The UK retirement sector plays a vital role in helping employees to secure their financial future. Due to the sector’s expansion and increasing regulatory oversight, technical debt has become an obstacle to growth. As technology advances, so too does the complexity of managing legacy systems, ensuring compliance, and addressing member needs. This has consequences for members through limited engagement and operational constraints. Pension providers, administrators and trustees feel the impact of technical debt through increased cost to operate and maintain pensions schemes.
What is technical debt?
Technical debt arises when systems, software, or processes are built rapidly or without long-term scalability in mind. It might occur due to inadequate investment in technology upgrades, the use of outdated software, or the decision to maintain legacy systems that are no longer fit for purpose. Over time, these systems become increasingly difficult to maintain.
In the UK’s pensions sector, technical debt often takes the form of outdated administration systems, limited integration with emerging digital tools, and reliance on manual transactional processing. While these legacy systems may still function, they are inefficient and prone to errors. The cost of maintaining these systems driven by steadily increasing regulatory change is growing exponentially.

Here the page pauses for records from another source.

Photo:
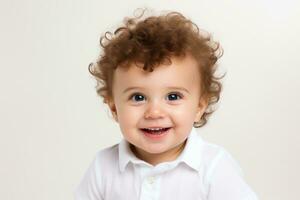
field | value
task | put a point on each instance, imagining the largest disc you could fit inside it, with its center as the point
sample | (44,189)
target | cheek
(129,115)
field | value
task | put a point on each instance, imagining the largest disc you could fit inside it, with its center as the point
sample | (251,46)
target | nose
(154,111)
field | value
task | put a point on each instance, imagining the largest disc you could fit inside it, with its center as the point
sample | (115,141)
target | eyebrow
(173,88)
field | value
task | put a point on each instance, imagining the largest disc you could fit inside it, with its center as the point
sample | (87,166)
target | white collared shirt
(203,171)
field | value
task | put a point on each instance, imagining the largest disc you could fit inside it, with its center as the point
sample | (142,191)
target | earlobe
(201,108)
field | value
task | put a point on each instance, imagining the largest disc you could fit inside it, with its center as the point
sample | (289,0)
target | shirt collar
(191,151)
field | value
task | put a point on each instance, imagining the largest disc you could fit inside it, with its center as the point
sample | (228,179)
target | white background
(52,122)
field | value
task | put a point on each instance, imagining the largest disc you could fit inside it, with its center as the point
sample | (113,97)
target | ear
(113,109)
(201,108)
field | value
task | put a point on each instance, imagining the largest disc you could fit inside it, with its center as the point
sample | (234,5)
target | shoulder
(214,155)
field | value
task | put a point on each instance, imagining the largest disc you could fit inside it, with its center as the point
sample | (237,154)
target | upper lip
(156,127)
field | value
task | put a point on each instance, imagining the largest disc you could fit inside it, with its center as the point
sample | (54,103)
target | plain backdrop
(52,122)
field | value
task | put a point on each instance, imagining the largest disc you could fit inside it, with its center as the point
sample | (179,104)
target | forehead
(181,72)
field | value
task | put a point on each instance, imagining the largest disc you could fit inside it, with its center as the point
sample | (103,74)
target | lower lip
(156,136)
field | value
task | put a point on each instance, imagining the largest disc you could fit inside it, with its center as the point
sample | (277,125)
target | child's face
(168,98)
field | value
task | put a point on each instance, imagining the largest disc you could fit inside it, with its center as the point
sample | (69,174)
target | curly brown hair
(153,41)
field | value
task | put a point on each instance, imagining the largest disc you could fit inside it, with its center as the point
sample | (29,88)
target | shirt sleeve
(89,186)
(225,178)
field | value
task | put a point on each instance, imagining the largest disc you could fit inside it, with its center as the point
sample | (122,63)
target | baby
(156,74)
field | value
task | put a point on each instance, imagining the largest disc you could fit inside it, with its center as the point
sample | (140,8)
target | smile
(155,132)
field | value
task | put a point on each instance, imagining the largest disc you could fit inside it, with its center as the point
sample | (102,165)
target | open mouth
(155,131)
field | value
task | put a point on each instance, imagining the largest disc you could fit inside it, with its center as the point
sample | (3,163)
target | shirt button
(151,179)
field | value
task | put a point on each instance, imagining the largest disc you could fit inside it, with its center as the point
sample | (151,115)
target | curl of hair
(153,41)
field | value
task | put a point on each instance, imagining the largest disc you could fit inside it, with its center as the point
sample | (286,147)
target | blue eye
(137,97)
(174,97)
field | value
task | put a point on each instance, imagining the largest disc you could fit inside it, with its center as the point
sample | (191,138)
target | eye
(137,97)
(174,96)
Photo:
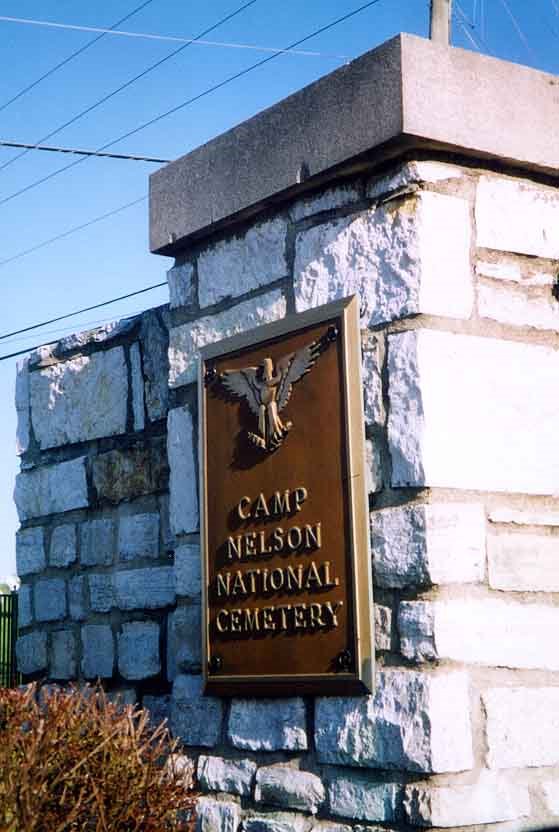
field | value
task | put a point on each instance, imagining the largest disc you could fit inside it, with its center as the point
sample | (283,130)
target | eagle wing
(292,367)
(241,384)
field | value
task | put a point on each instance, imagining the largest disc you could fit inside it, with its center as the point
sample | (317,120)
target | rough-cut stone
(145,589)
(138,650)
(64,655)
(186,340)
(414,722)
(183,501)
(355,796)
(30,551)
(450,806)
(50,599)
(31,652)
(138,536)
(294,789)
(98,656)
(97,542)
(519,216)
(402,258)
(268,724)
(51,489)
(441,430)
(196,719)
(184,641)
(522,727)
(80,399)
(481,631)
(63,546)
(236,266)
(418,545)
(188,578)
(524,562)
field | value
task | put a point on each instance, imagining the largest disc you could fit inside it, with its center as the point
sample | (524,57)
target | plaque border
(361,680)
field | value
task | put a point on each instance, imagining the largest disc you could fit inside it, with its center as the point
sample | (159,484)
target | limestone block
(183,496)
(64,655)
(419,545)
(216,774)
(97,542)
(522,727)
(145,589)
(516,215)
(186,340)
(50,599)
(355,796)
(441,430)
(51,489)
(31,652)
(98,656)
(413,722)
(80,399)
(184,641)
(138,650)
(188,577)
(481,631)
(63,546)
(30,551)
(523,562)
(401,258)
(181,286)
(268,724)
(289,787)
(195,719)
(138,536)
(238,265)
(450,806)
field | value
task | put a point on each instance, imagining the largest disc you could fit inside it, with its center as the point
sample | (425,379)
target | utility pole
(441,11)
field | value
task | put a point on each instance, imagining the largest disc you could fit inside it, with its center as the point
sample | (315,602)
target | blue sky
(111,258)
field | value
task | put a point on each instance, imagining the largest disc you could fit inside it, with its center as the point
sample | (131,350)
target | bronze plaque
(287,572)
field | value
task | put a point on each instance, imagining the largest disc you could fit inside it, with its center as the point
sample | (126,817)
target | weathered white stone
(481,631)
(98,653)
(289,787)
(138,536)
(80,399)
(449,806)
(31,652)
(354,796)
(401,258)
(216,774)
(185,341)
(268,724)
(196,719)
(181,286)
(438,543)
(63,546)
(522,727)
(519,216)
(240,264)
(515,307)
(138,650)
(51,489)
(30,551)
(183,494)
(414,722)
(137,387)
(462,413)
(524,562)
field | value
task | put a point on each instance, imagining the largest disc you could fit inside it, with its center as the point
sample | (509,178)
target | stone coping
(409,93)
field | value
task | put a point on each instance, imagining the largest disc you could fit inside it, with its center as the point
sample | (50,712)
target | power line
(73,55)
(172,38)
(192,100)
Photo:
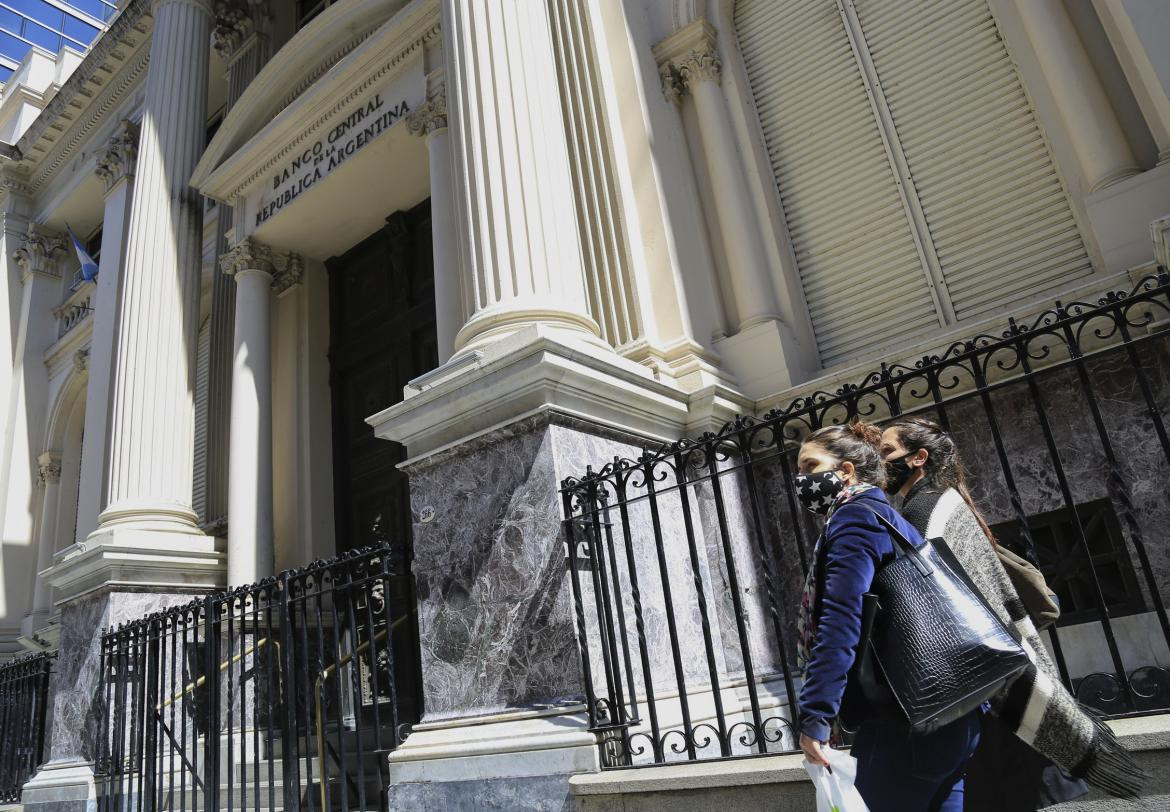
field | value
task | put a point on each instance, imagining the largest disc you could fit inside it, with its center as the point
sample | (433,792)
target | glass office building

The growing trend of personalisation
As consumers become more accustomed to personalised digital experiences from the fintech sector, there is growing pressure on the UK pension industry to provide the same level of service. Personalisation includes the tailoring of services or communications to individual members based on their specific needs, goals, and circumstances. Personalisation requires the granular integration of advanced data analytics, real-time processing, and AI-driven insights, which many legacy pension systems are ill-equipped to handle.
Member engagement
Engagement is another key area of focus for the UK retirement sector. Long standing low member engagement has seen many employees showing little interest in their retirement savings until they approach retirement age.
Modern retirement platforms are now incorporating tools such as mobile apps, online dashboards and gamification to engage members. These platforms offer real-time updates on pension forecasts, Pension Dashboard connectivity and even personalised retirement guidance. Providers dealing with technical debt will find themselves unable to keep up with the latest digital trends, which can further hinder engagement.
Education, guidance and advice
Pension scheme members typically have 3 questions:
1. What have I got? Expectation here is that all pensions, including the state pension are displayed in one place. This can be extended to include further financial integrations to include wider financial products.
2. Do I have enough? Expectation here is for the platform to provide a goal such as PLSA Retirement Living Standards or a “people like you” scenario.
3. What can I do next? Expectation here is that next steps are clearly laid out for each member, incorporating personalised video content for example.
Addressing technical debt
Addressing technical debt is no small task for pension providers. It requires a significant investment in modernising infrastructure, upgrading legacy systems, and improving data management capabilities. For many in the industry, this means moving to API led cloud-based solutions, integrating advanced analytics, and embracing new technologies such as artificial intelligence (AI) and machine learning.
Conclusion
Digital transformation using a modern API led platform with advanced automation and data management capabilities will help pension providers remove technical debt and migrate from outdated, fragmented systems to a more scalable and agile infrastructure. This allows pension providers to focus on innovation and differentiation whilst a modern platform delivers the straight through processing and API integration required for low cost, efficient, daily operations.